Por Modesto Lule MSP

Dentro del apostolado que realizamos los Misioneros Servidores de la Palabra con la revista Inquietud Nueva, recorremos varios estados del país. Conocemos muchas iglesias con sus sacristías. En una de ellas me encontré con un Cristo no muy común, ya que nunca lo había visto. Estaba un tanto escondido en un rincón de la sacristía, pero le pedí al sacristán me dejara tomarlo. Así lo hice y pude constatar que el crucificado no era Jesús, más bien era el llamado Buen Ladrón.

La tradición llama a este Buen Ladrón Dimas, y es Buen Ladrón porque supo robarse el Cielo en el momento más doloroso de su vida. «—Jesús, acuérdate de mí cuando comiences a reinar. Jesús le contestó: —Te aseguro que hoy estarás conmigo en el Paraíso.» (Lc.23, 42-43) Varias actitudes contribuyen a que Jesús le haya dado pase al Cielo directamente.

La primera: Dimas fue humilde, supo reconocer que se había equivocado en su vida pasada y sabía que lo que estaba sufriendo era algo que el mismo había propiciado. Segunda cosa: Dimas vivió su presente. No miro el pasado como una maldición, ni se aferró a un pasado. Vivía el presente. Era un ladrón que pagaba sus culpas en una cruz conforme al castigo de los romanos. Ese era su presente y lo quería vivir con Cristo, con nadie más.

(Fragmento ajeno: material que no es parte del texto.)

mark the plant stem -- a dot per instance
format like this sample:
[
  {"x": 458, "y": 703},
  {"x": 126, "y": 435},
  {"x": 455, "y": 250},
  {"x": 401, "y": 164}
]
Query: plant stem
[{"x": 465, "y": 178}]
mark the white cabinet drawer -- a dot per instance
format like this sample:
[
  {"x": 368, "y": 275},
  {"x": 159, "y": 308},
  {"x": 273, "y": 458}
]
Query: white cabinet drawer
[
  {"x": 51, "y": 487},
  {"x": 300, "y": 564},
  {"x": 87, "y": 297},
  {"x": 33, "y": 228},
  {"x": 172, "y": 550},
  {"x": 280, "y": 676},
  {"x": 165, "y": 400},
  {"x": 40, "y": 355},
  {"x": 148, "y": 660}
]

No añoraba a su familia, ni sus bienes, ni pensaba en la gente que lo maldecía, ni en sus compañeros de robo. Pensaba en Cristo. Nosotros podemos cometer un error en nuestras vidas al vivir en el pasado o querer vivir en el futuro, sin vivir con toda intensidad el presente. Vivir del pasado o del futuro es vivir de fantasmas. Son cosas que están en la mente pero no están en el ahora.

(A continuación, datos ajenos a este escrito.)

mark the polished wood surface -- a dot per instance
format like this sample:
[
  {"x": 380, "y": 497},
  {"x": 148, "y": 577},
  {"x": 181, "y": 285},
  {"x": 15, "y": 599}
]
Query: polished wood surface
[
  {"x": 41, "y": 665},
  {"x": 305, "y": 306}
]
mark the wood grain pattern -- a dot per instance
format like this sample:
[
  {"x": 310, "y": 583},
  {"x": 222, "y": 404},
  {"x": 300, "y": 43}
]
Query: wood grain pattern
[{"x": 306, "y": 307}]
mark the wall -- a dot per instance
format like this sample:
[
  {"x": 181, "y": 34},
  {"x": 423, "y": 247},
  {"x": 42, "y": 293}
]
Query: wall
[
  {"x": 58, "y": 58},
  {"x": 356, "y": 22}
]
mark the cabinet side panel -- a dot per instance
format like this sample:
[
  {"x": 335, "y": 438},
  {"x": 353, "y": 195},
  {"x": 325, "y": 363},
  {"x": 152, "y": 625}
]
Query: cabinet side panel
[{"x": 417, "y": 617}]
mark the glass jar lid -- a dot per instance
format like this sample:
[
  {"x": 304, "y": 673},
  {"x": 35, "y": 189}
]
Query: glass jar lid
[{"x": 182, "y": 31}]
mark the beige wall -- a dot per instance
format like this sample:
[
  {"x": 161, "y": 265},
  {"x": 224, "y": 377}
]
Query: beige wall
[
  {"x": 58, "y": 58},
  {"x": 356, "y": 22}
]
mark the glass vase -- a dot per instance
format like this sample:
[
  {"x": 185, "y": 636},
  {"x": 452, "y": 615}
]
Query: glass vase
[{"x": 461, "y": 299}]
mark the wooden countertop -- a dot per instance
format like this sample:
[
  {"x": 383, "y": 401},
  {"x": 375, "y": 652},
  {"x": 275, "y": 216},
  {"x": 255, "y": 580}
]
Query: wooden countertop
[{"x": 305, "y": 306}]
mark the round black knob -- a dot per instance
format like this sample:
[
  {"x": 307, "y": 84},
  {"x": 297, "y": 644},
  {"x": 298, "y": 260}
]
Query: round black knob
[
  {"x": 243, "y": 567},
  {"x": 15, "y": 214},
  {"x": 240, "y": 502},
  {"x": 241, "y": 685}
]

Aprender del pasado, no vivir en el

Es verdad que el futuro puede ser más inmediato que el pasado, ya que el futuro depende del presente, pero aun así no deja de ser solamente algo que aún no es una realidad. El pasado es un imposible, porque es algo que ya no volverá a repetirse, ni se podrá modificar.

Una cosa es que aprendamos del pasado, otra que vivamos del pasado. Algo así le pasó a la esposa de Lot cuando se alejaban de Sodoma. Les habían dicho los ángeles que los sacaron de sus casas que para salvarlos tenían que dejar su pueblo, Sodoma. Les dieron además una indicación: «Cuando salgan del pueblo no miren hacia atrás…Pero la mujer de Lot, que venía siguiéndole, miró hacia atrás y allí mismo quedó convertida en una estatua de sal». (Gén. 19, 26)

Nadie puede caminar en este presente mirando al pasado, ya sea porque lo añore mucho, o porque le ha dejado marcado con un dolor muy grande. Las etapas vividas son como esos capítulos de un libro ya terminados. Hay que cerrarlos y seguir con los siguientes. Guardar quizá alguna experiencia que sirva como ayuda para no volver a tropezar con la misma piedra o como referencia para animarse en el futuro y seguir caminando, pero no para volver a revivir eso como si fuera el sostén de nuestro presente ni mucho menos para abrir más una herida provocada por algo violento.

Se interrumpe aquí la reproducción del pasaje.